We're poised to make great profits as energy investors over the next two years. There's been nothing but positive signs for oil and gas stocks from the incoming Trump administration, both from comments made during the campaign and from the appointments he's made to his Cabinet.
Rex Tillerson, the CEO of Exxon Mobil (XOM) and Donald Trump's choice for secretary of state, only puts icing on a cake of a prospective energy policy that is clearly going to work to the benefit of oil production both here and in Russia, while being exceedingly more careful and sensitive to global price. I don't believe that "unleashing U.S. energy resources," as Trump has often mentioned, will be done without the discipline necessary to deliver a huge profit margin as well -- in a new Trump world, I can see Russia and the U.S. coming together in a global energy alliance -- and Tillerson is the perfect guy to make sure this arrangement is nothing if not very, very profitable.

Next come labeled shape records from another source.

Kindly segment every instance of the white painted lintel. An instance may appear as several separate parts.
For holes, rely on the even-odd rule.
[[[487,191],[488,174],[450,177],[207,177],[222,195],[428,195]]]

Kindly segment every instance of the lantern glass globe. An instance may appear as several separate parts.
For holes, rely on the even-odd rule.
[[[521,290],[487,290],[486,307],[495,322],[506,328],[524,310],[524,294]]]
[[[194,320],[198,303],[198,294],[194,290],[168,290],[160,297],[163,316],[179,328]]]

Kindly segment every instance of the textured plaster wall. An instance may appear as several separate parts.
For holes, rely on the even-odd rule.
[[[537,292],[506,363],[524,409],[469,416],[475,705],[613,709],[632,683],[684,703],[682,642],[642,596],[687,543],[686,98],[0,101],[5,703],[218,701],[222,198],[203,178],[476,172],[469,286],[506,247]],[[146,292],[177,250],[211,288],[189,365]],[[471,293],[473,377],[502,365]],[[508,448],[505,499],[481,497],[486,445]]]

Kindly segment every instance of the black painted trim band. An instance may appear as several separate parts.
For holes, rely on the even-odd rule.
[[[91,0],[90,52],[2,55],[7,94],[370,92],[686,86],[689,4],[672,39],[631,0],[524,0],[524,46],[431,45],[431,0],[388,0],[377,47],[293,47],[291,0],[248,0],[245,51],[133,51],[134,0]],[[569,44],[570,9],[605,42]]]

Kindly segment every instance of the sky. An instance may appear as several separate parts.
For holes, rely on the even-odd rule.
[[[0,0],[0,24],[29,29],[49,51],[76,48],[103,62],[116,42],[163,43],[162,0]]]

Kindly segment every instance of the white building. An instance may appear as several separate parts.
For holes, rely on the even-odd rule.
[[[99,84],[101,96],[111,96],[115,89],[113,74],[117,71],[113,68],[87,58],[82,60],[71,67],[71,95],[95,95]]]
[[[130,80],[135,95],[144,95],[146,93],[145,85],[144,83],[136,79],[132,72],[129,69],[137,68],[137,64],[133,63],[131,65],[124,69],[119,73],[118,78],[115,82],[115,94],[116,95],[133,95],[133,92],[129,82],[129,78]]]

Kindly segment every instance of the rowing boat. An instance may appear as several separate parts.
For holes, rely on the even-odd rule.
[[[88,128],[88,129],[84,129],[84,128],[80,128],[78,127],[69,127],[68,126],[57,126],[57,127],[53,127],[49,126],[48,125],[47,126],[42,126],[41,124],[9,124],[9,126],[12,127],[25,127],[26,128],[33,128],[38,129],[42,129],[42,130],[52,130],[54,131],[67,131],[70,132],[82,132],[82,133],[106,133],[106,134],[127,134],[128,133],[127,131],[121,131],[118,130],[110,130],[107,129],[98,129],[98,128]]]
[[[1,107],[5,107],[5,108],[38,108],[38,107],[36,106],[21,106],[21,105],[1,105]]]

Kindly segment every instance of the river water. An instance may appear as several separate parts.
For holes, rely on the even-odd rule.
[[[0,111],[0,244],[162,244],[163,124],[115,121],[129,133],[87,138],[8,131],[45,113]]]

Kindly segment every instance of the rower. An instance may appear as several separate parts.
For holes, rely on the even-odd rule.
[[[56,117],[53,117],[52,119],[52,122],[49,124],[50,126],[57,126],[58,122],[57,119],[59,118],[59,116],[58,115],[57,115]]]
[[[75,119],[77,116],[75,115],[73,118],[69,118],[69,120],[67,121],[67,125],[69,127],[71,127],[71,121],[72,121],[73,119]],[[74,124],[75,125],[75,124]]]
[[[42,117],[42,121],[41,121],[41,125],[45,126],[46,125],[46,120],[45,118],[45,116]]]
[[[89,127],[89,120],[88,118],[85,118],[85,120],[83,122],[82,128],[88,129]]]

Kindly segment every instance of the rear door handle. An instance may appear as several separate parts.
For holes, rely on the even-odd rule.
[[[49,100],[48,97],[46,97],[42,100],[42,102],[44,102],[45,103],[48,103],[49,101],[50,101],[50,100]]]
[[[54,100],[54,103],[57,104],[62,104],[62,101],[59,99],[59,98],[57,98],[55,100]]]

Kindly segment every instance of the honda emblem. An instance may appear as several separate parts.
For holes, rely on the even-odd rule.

Today, however, I want to talk about something besides oil and gas. Instead, I want to talk about an opportunity I have avoided for literally years, but now think might have some legs in the midterm as Trump assumes power: coal.
In the Obama years, it was fairly simple to predict the move away from coal resources and shield ourselves from coal stocks. The shift from coal toward natural gas and renewables was a very natural progression of energy sources -- remember, we have already evolved through a wood-fired energy economy to coal and into fossil fuels and have been seeing the natural rise of renewables to replace them all.
But the aggressive Obama rollout of regulations, principally on electric power plants, has certainly accelerated the turnaround of the U.S. electric grid away from coal and toward natural gas and renewable sources -- even if the total percentage of solar and geothermal energy in the current grid remains small.
But Trump has been clear of his loyalty to those voters who got him elected, specifically the industrial workers -- including coal miners -- in the Rust Belt states of Pennsylvania and West Virginia.
But what can he do to repay them and restart coal? First and foremost, he has the power to roll back much of the EPA regulatory structure that turned the power industry away from coal. His pick for EPA commissioner is Scott Pruitt, the attorney general from oil-rich Oklahoma. Like the president-elect, he is a climate-change "dissenter" and one can easily see many of the existing Obama guidelines on carbon emissions and obligations toward renewable generation abandoned. This, by itself, may not be enough to move the power industry back toward coal in any meaningful way; the Trump administration might only have a four-year life, with a renewed commitment to curbing emissions to follow.
But a second enticement to return to coal might be guidelines for new or upgraded coal plants that the new EPA commissioner might deliver -- not just regulations on those already in service. This quote is from a former EPA administrator under President George W. Bush who was considered for the top job before Pruitt was selected: "I think the advice they will get is that they really need to do a carbon standard for new coal-fired power plants," said Jeff Holmstead. "But they can do one that's not unreasonable."
Translation: New or upgraded coal plants will be given much greater emissions leeway and husbanded into the grid under a Trump EPA.
That could really get coal going again, at least for the next several years.
Two coal companies, both recently out of bankruptcy, strike me as the way to play this coming trend: Arch Coal (ARCH) and Peabody Energy (BTUUQ) . These are restructured companies that, normally, would be so outside my radar as to be unviewable. But in these very strange and unique times, we still have to see the trends coming, no matter how weird, and take advantage of them.
The trend of history is against them, but the midterm momentum will start to build again for coal -- and these are two stocks that will benefit from that. Yes, I am going to start buying coal stocks again, which I haven't done at least since 2005. You should look at them seriously, too.